Elles ont donc décidé de prendre la chose en main (c'est une façon de parler) et chaque fois qu'un conflit nouveau se déclenche, elles arrivent en masse, encerclent les positions belligérantes et se dénudent.
Il faut du courage et de l'endurance résistance car certains matins (comme ici au Balouristan) il ne fait pas chaud.
Ce moyen si simple semble efficace car les soldats d'abord ravis, semblent ensuite désemparés et finissent par s'en aller en abandonnant tout leur bordel meurtrier.
Bravo mesdames !

" Qu'est-ce qu'il ne faut pas faire ! "

Il était content (et pas peu fier !) de l'avoir fait triompher ici basque.
Mais il restait en colère après Anne qui l'avait trompé.

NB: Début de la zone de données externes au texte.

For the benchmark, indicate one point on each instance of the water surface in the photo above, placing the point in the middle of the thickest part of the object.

Finalement ils se réconcilièrent sur l'oreiller brodé, achetèrent des costumes folkloriques et organisèrent une mini-cérémonie païenne au cours de laquelle ils purent s'unirent suivant d'anciens rites ancestraux.
Bertrand Biquet trouvait son chapeau rigolo et il embrassa Anne Soulegui.
Sous le gui.

Puis ils rentrèrent se mettre au chaud sur l'oreiller brodé, entre les guirlandes d'ail et la cheminée, ils jouissaient d'une délicieuse intimité quand des rafales d'armes automatiques déchirèrent le silence glacé.

Les montagnes proches renvoyant à l'infini l'écho des détonations.
" Mais c'est toujours la guerre ici ! " râlait Bertrand en enfilant son pantalon.
A cause du froid, il enfila aussi une cagoule avant de sortir sur le balcon, il salua alors des deux bras levés ses nouveaux copains qui venaient vider dans le ciel quelques chargeurs en signe de bonne entente cordiale.
Dans la vallée, l'hôtel du lyonnais brûlait encore.
La pétarade était finie, faute de munitions et le combat foutu, faute de combattants.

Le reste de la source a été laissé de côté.